In Australia, a dividend might also come with franking credits too if the company has paid Australian tax on its profits. These franking credits can boost your investing returns even further. That’s either by giving you a tax deduction or else by allowing a cash refund for certain investors.
How can you receive ASX dividends?
Every company that pays out a dividend will give you the option to receive the payment in cash. This typically comes via an electronic funds transfer these days.
But some companies also give investors the option to opt for a dividend reinvestment plan (DRP) instead. If you go with a DRP, instead of receiving a cash payment, your dividend will be used to purchase additional shares in the company. This can help to boost the compounding process. That’s thanks to your new shares paying you out the next time it’s dividend payday.
Keep in mind that you still have to declare your dividends as income for tax purposes, even if you opt for the DRP. Sorry, there’s no free lunch there.
Using a DRP
Some investors love the simplicity of a DRP and its ‘hands-off’ nature.

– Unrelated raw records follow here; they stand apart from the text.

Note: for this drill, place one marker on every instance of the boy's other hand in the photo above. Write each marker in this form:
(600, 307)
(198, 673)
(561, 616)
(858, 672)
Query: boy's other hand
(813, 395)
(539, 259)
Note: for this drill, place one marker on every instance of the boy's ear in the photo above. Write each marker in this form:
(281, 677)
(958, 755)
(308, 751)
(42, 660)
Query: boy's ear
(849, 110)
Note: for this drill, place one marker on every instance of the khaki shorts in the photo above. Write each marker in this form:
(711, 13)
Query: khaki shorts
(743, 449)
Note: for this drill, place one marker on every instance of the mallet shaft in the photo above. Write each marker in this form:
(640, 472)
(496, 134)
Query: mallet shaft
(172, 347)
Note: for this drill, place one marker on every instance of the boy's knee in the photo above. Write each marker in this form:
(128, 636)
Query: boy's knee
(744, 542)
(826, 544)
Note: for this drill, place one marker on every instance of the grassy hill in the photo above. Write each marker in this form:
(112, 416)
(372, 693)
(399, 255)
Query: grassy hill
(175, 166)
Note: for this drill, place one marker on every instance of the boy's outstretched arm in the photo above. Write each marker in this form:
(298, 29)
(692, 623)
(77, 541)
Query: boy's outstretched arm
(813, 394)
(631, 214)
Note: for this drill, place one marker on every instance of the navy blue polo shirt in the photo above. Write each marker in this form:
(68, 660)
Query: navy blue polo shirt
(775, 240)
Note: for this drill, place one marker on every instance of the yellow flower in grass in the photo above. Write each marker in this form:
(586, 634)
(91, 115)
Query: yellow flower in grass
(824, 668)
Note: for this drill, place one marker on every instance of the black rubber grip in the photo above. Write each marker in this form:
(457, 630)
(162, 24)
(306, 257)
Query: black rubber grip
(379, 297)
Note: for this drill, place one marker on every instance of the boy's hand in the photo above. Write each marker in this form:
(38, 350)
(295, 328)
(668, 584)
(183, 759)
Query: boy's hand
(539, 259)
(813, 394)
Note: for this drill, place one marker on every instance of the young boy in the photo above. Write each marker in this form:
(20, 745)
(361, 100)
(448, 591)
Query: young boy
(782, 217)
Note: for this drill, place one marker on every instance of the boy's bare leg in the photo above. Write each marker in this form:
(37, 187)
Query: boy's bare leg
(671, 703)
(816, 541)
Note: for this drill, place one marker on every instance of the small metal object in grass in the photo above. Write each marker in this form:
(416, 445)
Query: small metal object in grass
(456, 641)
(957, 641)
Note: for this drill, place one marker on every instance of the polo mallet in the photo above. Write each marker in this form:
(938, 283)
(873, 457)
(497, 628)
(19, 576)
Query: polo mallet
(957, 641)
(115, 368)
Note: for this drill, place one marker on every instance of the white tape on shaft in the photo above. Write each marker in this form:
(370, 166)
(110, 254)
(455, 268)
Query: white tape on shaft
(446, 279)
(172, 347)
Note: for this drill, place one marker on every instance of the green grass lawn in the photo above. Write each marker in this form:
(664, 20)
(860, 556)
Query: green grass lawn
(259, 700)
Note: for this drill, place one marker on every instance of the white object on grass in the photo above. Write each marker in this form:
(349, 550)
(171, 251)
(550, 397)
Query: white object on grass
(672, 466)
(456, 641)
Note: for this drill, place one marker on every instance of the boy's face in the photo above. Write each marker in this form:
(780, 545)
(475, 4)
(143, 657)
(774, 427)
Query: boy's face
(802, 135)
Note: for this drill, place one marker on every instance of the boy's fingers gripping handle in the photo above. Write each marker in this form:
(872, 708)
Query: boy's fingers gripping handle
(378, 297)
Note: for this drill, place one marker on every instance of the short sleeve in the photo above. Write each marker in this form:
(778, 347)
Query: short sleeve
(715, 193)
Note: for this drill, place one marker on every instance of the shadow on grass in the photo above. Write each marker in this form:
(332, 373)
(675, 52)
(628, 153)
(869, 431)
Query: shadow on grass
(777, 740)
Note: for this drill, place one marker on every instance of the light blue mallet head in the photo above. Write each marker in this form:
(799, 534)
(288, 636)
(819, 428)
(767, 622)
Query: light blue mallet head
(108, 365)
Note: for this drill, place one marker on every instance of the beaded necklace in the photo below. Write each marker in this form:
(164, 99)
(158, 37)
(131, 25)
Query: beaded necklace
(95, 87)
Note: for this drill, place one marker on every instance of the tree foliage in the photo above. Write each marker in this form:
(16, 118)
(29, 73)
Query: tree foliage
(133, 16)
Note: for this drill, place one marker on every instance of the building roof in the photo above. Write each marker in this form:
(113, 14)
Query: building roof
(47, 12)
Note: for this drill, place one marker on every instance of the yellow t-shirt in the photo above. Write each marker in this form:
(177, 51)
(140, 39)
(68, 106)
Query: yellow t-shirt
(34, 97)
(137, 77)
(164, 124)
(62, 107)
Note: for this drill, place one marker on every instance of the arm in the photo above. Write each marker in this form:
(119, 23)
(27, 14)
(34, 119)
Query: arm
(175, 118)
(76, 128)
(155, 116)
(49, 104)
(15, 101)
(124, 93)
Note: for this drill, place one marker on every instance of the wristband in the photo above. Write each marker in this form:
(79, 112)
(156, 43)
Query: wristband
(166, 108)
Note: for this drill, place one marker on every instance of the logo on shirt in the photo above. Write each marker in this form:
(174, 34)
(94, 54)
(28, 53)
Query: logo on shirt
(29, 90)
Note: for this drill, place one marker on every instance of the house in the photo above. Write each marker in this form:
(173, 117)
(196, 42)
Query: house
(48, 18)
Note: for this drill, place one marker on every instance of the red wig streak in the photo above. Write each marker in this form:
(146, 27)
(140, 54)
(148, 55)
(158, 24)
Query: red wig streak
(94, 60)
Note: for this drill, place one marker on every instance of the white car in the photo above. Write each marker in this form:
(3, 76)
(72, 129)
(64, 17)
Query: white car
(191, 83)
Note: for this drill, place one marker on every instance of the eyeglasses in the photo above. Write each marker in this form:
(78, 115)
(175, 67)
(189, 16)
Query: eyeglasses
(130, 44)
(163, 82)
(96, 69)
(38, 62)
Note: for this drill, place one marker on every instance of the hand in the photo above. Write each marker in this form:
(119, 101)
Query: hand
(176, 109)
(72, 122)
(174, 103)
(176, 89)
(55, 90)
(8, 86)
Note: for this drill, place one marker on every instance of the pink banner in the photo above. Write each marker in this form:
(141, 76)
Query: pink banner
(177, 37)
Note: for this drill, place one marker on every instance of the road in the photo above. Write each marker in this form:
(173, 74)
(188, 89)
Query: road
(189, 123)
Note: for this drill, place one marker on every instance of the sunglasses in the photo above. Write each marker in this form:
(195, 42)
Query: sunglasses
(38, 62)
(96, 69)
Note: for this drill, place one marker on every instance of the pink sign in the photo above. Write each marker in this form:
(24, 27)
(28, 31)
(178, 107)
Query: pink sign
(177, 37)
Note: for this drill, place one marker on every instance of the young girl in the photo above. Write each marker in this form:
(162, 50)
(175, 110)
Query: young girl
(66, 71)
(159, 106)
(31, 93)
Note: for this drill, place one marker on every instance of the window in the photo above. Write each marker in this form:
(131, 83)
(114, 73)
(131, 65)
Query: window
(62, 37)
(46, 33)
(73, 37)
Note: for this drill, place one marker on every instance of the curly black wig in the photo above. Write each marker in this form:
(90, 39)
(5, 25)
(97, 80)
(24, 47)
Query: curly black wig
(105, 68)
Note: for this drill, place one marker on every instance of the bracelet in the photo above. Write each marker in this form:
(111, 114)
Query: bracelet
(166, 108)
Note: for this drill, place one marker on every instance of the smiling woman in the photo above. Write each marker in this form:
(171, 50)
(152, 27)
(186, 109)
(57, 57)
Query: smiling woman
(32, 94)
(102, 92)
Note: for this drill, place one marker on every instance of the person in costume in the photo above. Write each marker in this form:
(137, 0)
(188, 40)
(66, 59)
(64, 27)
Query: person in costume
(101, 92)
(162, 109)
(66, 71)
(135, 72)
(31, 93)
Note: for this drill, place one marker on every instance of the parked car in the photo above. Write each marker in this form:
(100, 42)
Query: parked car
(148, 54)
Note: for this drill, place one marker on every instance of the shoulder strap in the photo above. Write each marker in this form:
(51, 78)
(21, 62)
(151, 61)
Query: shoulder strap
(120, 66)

However, there can be a strong case made for either employing a DRP or cashing out your dividends.
On one hand, using a DRP does streamline the investing process. You are never tempted to pull your dividend cash out of your brokerage account on a big night out. Or else use the money for any other purpose that you might regret later. And DRPs do help to harness the power of compound interest very effectively, as you don’t usually have to pay brokerage charges on your new shares.
Additionally, there is an opportunity cost to investing. Every dollar you don’t reinvest is another dollar that isn’t working in the markets for you. The stock market tends to go up far more often than it goes down and has never failed to exceed a previous all-time high.
By that logic, it doesn’t make much sense to hoard money in your brokerage account and not put it to work. That’s the cost of cashing out your ASX dividends.
Should you cash out your ASX dividends?
But on the other hand, many investors like to exercise full control over their own buying and selling actions. You might be waiting for an opportunity to buy a company for a bargain share price. As such, it might be useful having that dividend cash lying around in case there is a big share market sale.
And you are still buying shares for all intents and purposes when you use a DRP. What are the chances that on the day your dividends reinvest into a company, it would be the single best investment idea that you could think of at that moment for your money? Chances are the stars won’t always be perfectly aligned.
So at the end of the day, using a DRP for your ASX dividends has both benefits and drawbacks. It will probably have to come down to your own personal investing style when deciding whether to cash out your dividends or not.